One thing that appears to be a bit of a struggle for new mappers is the concept of the game world being mostly just an illusion. This is a bit of a concept jump for some people.
Some folks are happy to be absorbed into the game world and never question how it's put together. So when it comes to mapping for the first time and they want to build a cliff edge with a horrific drop they build a 2000 foot cliff actually within the map.
Its an easy mistake to make.
That's another thing us mappers have spoiled for ourselves. That was amazing... how did they do that? We look for the edges of the map so to speak so that the reality intended for us to enjoy never really kicks in unless its totally engrossing.
I don't remember looking for the map edges when playing Theif 2. This was mainly because I was hiding in a cupboard praying the mechanical creature with the creepy arsed voice didn't find me. (If u havnt played theif 2: the metal age then you're a disgrace to the gamer name, go play it, love it and buy new underwear when your finished).
Theif 2: Amazingly pant fillingly scary but equally funny as hell
So... the bottom line is, the better at illusion you become, the more fantastical maps and amazing game events you will be able to create.

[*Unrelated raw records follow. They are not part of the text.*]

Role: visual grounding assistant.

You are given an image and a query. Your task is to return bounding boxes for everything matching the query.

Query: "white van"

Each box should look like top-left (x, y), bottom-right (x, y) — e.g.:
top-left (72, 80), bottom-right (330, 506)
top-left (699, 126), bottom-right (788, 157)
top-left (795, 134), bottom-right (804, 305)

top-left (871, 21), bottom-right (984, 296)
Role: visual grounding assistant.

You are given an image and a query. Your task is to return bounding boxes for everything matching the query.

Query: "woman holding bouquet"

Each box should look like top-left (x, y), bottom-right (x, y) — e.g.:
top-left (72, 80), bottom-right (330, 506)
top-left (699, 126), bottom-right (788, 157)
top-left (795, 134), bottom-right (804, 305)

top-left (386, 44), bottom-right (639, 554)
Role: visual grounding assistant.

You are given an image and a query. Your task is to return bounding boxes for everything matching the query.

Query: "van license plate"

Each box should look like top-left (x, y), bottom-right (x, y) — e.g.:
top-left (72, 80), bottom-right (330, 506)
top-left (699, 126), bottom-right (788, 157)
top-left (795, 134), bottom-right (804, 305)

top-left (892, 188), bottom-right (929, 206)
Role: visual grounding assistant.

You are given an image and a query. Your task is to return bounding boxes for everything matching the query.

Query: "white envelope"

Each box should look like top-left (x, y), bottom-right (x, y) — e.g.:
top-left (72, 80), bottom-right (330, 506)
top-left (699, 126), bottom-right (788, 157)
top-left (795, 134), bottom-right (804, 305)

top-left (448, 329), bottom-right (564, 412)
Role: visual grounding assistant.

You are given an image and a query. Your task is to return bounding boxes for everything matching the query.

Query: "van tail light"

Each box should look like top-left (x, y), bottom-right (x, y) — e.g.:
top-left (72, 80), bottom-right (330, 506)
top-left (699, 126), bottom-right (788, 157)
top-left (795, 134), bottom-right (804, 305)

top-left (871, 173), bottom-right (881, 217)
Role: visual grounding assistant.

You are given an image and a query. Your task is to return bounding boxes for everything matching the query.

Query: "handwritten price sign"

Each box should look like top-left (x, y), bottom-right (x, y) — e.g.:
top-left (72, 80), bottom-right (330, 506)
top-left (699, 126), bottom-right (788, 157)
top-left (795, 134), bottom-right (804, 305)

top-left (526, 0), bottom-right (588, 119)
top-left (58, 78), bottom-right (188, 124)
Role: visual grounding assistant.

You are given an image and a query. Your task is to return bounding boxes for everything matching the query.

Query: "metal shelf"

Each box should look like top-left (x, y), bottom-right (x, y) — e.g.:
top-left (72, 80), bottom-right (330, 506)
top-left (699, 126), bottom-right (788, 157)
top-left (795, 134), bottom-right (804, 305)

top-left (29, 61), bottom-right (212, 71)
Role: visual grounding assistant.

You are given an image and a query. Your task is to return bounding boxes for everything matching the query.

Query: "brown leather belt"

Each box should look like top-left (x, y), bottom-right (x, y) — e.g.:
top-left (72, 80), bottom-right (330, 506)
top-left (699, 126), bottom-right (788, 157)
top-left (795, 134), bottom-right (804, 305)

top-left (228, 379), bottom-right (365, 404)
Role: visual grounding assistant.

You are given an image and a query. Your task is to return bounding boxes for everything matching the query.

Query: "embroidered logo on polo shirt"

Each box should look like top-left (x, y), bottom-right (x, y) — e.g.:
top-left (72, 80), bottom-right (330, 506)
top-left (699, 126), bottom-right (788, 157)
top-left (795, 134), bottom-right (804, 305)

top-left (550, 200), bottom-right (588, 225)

3D skyboxes are a godsend for this kind of work. You can create a world beyond the edge of your map that has a realistic look and feel to it and can also include lights, fire, fog... pretty much anything you need.
That 2000 ft cliff we mentioned earlier becomes far easier to create with a 3d skybox.
Or how about adding a huge floating space craft hanging over your map? Done in two minutes... well maybe three if you add wing mirrors.
The most useful tool in you're arsenal of illusion is sound. What the ear hears the brain forms an image of.
Take this scenario as an example. The player walks up to a set of lift doors and presses the call button. They hear an electrical explosion above them, a wrenching sound of scaping metal and a screeching sound heading down towards them. A huge bang then occurs behind the lift doors and their point of view shakes.
Then you hear the familiar ding and the lift doors slide open revealing a twisted mass of mashed metal and debis.
In my map the lift didn't go anywhere. The mashed up lift was always sitting behind those doors but through a combination of sound and effects the illusion is that the lift plummeted down the shaft. Sweet!
Sound is a fantastic way to flesh out the world because almost subconsiously your brain fills in the rest of the unseen world.
A map without sound will always feel empty regardless of the detailed mapping work.
Just remember that when it comes to the physical world you create, what the player can't see, you don't need to build and what the player hears becomes the reality of what's around the unseen corner.
Pretty soon we'll all be a bunch of budding David Copperfields! (Even if he is a bit of a twat!).